El más bajo es el Nivel Amarillo, y dentro de cada nivel hay grados inferior, intermedio, avanzado y superior.
Por encima del Nivel Amarillo están el Nivel Profundo, el Nivel Tierra y el Nivel Celestial.
En este mundo, lo que está por encima del Nivel Celestial escapa a su comprensión.
Pero Ye Feng sí sabe que, por encima del Nivel Celestial, existen niveles más fuertes en el Reino de Cultivo.
Por ejemplo, la Técnica de Cultivación que Ye Feng practica supera el Nivel Celestial y es una Técnica de Cultivación de Nivel Espiritual de Grado Superior.
Además, por encima del Nivel Celestial, está el Nivel Emperador.
Es decir, por encima del Nivel Celestial está el Nivel Emperador, y por encima del Nivel Emperador está el Nivel Espiritual, con grados aún más aterradores por encima del Nivel Espiritual.
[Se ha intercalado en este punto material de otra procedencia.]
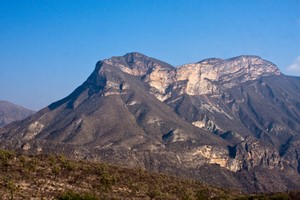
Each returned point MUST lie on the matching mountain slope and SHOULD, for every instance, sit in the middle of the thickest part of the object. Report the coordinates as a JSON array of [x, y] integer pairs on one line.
[[10, 112], [230, 123]]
Visto así, el Nivel Amarillo de Grado Superior parece bastante mediocre.
Pero el entorno de cultivo de aquí no se puede comparar con el del Reino de Cultivo, ¿verdad?
Aquí, una Técnica de Cultivación de Nivel Amarillo de Grado Superior ya es una técnica excelente.
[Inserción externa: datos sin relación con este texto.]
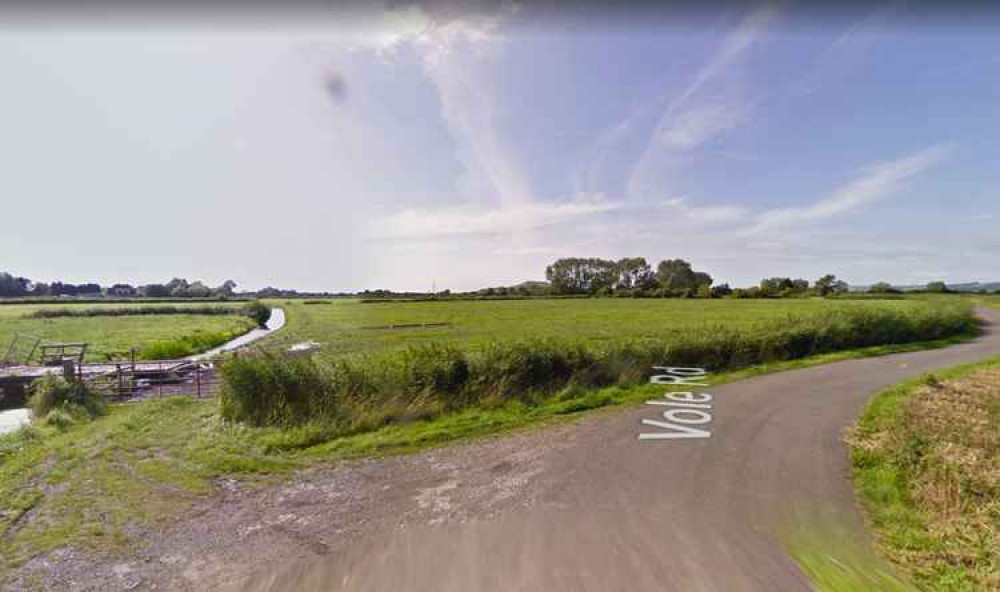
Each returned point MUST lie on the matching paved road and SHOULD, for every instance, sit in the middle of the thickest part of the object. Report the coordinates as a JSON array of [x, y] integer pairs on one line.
[[625, 514]]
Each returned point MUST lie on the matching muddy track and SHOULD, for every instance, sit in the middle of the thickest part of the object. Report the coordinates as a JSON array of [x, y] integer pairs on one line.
[[582, 506]]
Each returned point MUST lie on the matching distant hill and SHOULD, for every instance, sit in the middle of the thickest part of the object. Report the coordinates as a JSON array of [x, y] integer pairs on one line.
[[966, 287]]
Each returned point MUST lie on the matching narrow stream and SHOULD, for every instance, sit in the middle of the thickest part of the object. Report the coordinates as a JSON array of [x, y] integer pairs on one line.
[[14, 418], [274, 323]]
Incluso muchos miembros de familias de primera clase practican Técnicas de Cultivo de Nivel Amarillo de Grado Superior.
Solo los miembros clave de familias de primera clase y los miembros de alto rango pueden cultivar Técnicas de Cultivo de Nivel Profundo.
Por eso, al ver esta Técnica de Cultivo de Nivel Amarillo de Grado Superior, a todos, excepto a Ye Feng, se les pusieron los ojos rojos.
—¡Once mil millones!
—¡Doce mil millones!
—¡Trece mil millones!
—¡Quince mil millones!
…
Durante un rato, todos empezaron a pujar frenéticamente, queriendo hacerse con esta Técnica de Control de Espada.
En particular, los cultivadores que practicaban el manejo de la espada eran, sin duda, los más frenéticos.
Feng Gu tenía el deseo de competir, pero por desgracia le faltaban fondos.
De hecho, como familia de tercera categoría, la Familia Feng había acumulado una base desconocida a lo largo de incontables años, y aun así solo tenían una Técnica de Cultivo de Nivel Amarillo de Grado Superior y una Técnica de Combate de Nivel Amarillo de Grado Superior.
Además, su Técnica de Cultivo heredada de Nivel Amarillo de Grado Superior no era tan buena como esta Técnica de Control de Espada.
Aunque ambas son de Nivel Amarillo de Grado Superior, sigue habiendo una cierta diferencia entre las Técnicas de Cultivo.
Algunas apenas pueden considerarse de Nivel Amarillo de Grado Superior, mientras que otras están entre las mejores del Nivel Amarillo de Grado Superior, siendo casi comparables al Nivel Profundo.
Esta Técnica de Control de Espada, aunque no era el pináculo absoluto del Nivel Amarillo de Grado Superior, podría al menos clasificarse entre las diez mejores Técnicas de Cultivo de Nivel Amarillo de Grado Superior.
Al ver la escena de la lucha de todos, Ye Feng chasqueó los labios.
Ye Feng no sabía cuántas Técnicas de Cultivo como esta tenía en mente, y las de Nivel Amarillo de Grado Superior que eran fuertes eran incontables.
Si las subastara, ¿quién sabe cuán feroz sería la competencia?